Once upon a time, it had belonged to a reclusive nobleman named Astel, but Astel had perished in his bed during the Tide seven years before. Not that anyone save Berras seemed to care—though, admittedly, his concern was more for the property than its previous owner.
He had descended on the house one night, much the way the Veil did now, but unlike the pleasure garden, Berras hadn’t disappeared at dawn. If anyone had noticed his arrival, perhaps they assumed he was a distant nephew come to see to his uncle’s affairs, a man as private and unfriendly as Astel had been. The Emery heir brought nothing from his old life, and hired only one servant, the driver, who was paid well to be incurious.
The same driver now opened the carriage door, bowing deeply as Berras stepped out. He looked up at the house. He hadn’t just chosen it because it was empty, with no apparent heir. It was also tall—three stories—and from the study windows on the top floor, he had a view not only of this street, but the one directly to the north, and the Emery estate.
What was left of it.
For months it had sat, little more than a ruin, but then, from those study windows, he’d seen movement. Berras had watched as it was painstakingly restored, as if by a loving hand. Only to then sit dark, neglected. Waiting.
It taunted Berras, a brazen baited trap. For he was sure that if he stepped back into that house—by right, his house—he would wake to a knife at his throat, to guards dragging him from his bed and into a palace cell, forcing him to kneel on the cold stone and beg forgiveness from his brother, or mercy from his king.
Berras Emery had no intention of doing either.
* * *
Inside the stolen house, the lamps had been lit. Their pale glow spilled out of his office, along with the soft crackle of a fire he hadn’t started.
Berras sighed, rolling his neck as he crossed the hall. He could see Bex in his chair, her legs up on his desk, and Calin sprawled on the sofa, arms stretched along its back. Berras paused only to brush his fingers down the doorframe before he entered.

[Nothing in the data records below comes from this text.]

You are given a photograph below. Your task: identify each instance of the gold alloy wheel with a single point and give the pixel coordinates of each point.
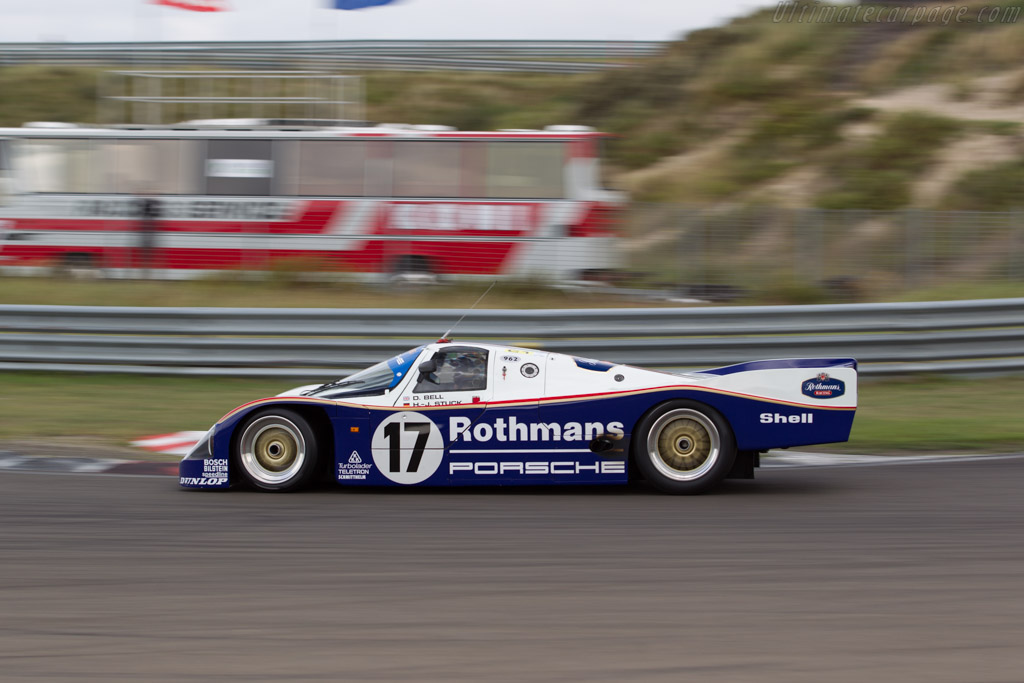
(683, 444)
(272, 450)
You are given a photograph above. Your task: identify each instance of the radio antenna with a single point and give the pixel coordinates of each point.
(445, 335)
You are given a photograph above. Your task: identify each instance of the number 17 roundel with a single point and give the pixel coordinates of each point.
(408, 447)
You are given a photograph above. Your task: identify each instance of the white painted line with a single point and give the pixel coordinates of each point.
(788, 460)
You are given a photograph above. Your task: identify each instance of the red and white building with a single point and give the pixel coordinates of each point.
(251, 196)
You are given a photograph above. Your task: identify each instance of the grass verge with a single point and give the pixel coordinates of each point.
(895, 416)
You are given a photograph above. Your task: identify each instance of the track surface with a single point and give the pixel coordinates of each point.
(903, 572)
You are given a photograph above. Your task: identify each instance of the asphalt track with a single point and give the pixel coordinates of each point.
(899, 572)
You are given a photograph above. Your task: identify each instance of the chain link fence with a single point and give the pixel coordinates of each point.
(844, 254)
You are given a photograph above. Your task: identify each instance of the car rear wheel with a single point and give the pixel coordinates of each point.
(684, 446)
(276, 451)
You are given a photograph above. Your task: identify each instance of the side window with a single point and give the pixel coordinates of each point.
(242, 167)
(458, 370)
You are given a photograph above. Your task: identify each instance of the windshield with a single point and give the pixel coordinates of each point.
(374, 380)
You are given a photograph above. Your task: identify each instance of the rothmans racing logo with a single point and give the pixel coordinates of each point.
(823, 386)
(512, 430)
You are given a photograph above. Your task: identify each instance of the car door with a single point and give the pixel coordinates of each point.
(500, 446)
(432, 410)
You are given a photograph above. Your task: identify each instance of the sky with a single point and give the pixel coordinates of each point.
(130, 20)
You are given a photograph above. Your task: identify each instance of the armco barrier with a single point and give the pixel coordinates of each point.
(545, 56)
(982, 337)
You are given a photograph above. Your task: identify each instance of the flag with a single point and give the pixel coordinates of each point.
(357, 4)
(195, 5)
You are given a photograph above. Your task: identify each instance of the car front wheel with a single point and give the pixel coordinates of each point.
(684, 446)
(276, 451)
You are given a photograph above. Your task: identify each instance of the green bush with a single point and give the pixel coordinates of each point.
(993, 188)
(878, 173)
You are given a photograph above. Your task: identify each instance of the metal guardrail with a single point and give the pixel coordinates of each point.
(980, 337)
(491, 55)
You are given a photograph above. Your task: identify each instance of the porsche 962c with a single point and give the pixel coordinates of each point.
(452, 414)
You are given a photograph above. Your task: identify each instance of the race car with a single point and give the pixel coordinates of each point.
(454, 414)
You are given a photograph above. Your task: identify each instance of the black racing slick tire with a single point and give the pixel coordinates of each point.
(684, 446)
(275, 450)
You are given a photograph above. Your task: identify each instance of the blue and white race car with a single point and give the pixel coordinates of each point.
(453, 414)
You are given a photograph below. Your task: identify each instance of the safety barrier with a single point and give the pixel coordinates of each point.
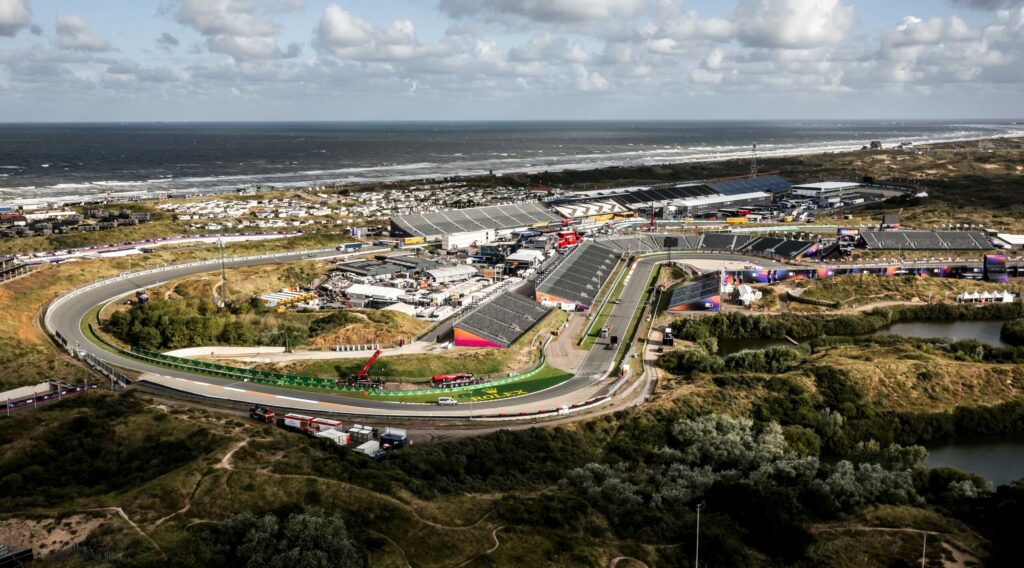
(281, 379)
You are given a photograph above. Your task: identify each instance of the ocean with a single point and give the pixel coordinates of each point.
(77, 162)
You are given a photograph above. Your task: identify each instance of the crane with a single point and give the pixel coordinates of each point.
(360, 377)
(366, 367)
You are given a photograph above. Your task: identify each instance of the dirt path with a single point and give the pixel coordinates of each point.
(494, 534)
(404, 557)
(225, 462)
(400, 504)
(142, 533)
(961, 558)
(614, 562)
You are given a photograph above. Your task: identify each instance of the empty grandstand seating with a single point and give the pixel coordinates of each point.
(504, 319)
(478, 218)
(581, 276)
(926, 241)
(723, 242)
(785, 248)
(702, 290)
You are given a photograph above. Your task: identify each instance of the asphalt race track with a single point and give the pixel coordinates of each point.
(66, 315)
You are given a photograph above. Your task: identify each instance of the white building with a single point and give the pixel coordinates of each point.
(824, 189)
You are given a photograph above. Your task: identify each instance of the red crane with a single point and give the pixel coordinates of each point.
(366, 367)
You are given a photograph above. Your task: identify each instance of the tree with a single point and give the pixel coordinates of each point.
(150, 339)
(309, 538)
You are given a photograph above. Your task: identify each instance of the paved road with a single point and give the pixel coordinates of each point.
(67, 315)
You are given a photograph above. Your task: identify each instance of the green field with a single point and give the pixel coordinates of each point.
(548, 377)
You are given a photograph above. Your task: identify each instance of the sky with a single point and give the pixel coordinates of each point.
(120, 60)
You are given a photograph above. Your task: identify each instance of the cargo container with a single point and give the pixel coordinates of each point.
(336, 436)
(307, 425)
(394, 438)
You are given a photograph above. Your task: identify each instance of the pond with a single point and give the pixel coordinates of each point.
(984, 331)
(997, 459)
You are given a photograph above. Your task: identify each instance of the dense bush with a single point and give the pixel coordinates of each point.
(1013, 332)
(740, 325)
(93, 452)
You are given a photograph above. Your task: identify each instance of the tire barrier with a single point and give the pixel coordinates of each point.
(284, 380)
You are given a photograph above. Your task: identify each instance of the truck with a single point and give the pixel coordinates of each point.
(261, 413)
(307, 425)
(394, 438)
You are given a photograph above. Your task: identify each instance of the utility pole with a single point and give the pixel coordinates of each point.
(696, 554)
(223, 273)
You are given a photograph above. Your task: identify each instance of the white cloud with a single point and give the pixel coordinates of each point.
(793, 24)
(74, 33)
(14, 15)
(240, 29)
(554, 11)
(585, 80)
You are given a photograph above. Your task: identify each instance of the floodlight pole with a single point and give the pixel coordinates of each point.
(696, 554)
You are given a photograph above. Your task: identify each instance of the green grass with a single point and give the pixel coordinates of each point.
(548, 377)
(594, 331)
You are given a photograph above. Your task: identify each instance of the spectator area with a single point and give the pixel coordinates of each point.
(498, 217)
(580, 277)
(926, 241)
(499, 322)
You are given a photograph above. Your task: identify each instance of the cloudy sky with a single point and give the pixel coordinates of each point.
(509, 59)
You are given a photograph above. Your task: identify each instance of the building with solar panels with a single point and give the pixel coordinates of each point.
(702, 294)
(690, 198)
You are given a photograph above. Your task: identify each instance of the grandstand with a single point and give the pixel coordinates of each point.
(925, 241)
(784, 248)
(498, 217)
(705, 293)
(580, 277)
(767, 183)
(589, 209)
(499, 322)
(723, 242)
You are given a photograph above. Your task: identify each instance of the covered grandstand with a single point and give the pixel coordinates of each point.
(580, 277)
(499, 322)
(498, 217)
(925, 241)
(780, 248)
(702, 294)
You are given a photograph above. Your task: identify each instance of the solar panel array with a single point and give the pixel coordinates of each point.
(504, 319)
(478, 218)
(641, 198)
(926, 241)
(702, 287)
(770, 184)
(581, 276)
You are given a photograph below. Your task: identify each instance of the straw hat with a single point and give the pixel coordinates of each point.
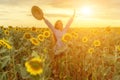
(37, 12)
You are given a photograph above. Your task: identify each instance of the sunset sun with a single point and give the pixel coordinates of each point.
(86, 11)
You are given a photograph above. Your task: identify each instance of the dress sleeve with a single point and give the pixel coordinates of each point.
(69, 23)
(49, 24)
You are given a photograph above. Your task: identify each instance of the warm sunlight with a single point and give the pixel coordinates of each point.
(86, 11)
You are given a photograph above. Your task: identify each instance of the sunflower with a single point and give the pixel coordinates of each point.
(3, 43)
(74, 35)
(91, 50)
(34, 66)
(40, 37)
(27, 35)
(108, 29)
(34, 41)
(96, 43)
(46, 34)
(7, 46)
(66, 37)
(34, 29)
(118, 47)
(84, 39)
(6, 32)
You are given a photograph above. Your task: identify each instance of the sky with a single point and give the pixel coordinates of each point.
(99, 13)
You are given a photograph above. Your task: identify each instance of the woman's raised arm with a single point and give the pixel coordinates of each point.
(69, 22)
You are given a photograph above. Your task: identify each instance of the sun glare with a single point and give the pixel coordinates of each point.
(86, 11)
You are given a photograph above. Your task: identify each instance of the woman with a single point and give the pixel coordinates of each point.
(58, 32)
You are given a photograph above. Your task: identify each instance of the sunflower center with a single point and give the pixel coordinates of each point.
(41, 37)
(36, 65)
(67, 38)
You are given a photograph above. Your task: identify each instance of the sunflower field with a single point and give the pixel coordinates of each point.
(90, 54)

“Get your feet off my table,” he said, shrugging out of his coat.
Bex sat up, her boots thudding as they hit the floor. Calin’s pale eyes drifted open. He looked tired, or bored.
“Tac?” Berras gave a cursory look around the room. “I take it your presence here means you have it.”
Bex glanced at Calin. Calin didn’t look back. She shifted her weight, and Berras knew before she had the nerve to say the words.
“We don’t.”
He closed his eyes. The Hand was gathering in less than a day. The bitch in the white mask was right. Without the persalis, this plan—his plan—wouldn’t work.
“I hope you mean not yet,” he said through clenched teeth. Judging by their faces, they did not. “What happened?”
“It’s not our fault,” offered Calin, chewing on the words before he spat them out.
“One of your thieves fucked up,” said Bex. “He broke the persalis getting it off the ship, and then, instead of bringing it to us, he took it to a repair shop in the shal, gave it to some girl to fix. A tinkerer.”
Berras felt his muscles tighten. It happened that way. A stiffening, like frost, that spread over his skin. Other people went hot. Berras went cold. “Where is this girl?”
“Dead,” answered Bex, and he might have believed her—after all, she didn’t flinch, or give herself away. But Calin did. His expression twitched, snagging on the word a second after she said it.
“You’re lying.”
“She couldn’t fix it,” said Bex. As if that was that.
As if Berras Emery didn’t need the persalis. As if it were some trinket he’d sent them to fetch on a whim, and not the key to his strategy. He looked down at his hands, at the net of lines, fine as lace, that crossed his knuckles. For years, his father had ordered him to wear gloves, but Berras relished the scars. He had earned them.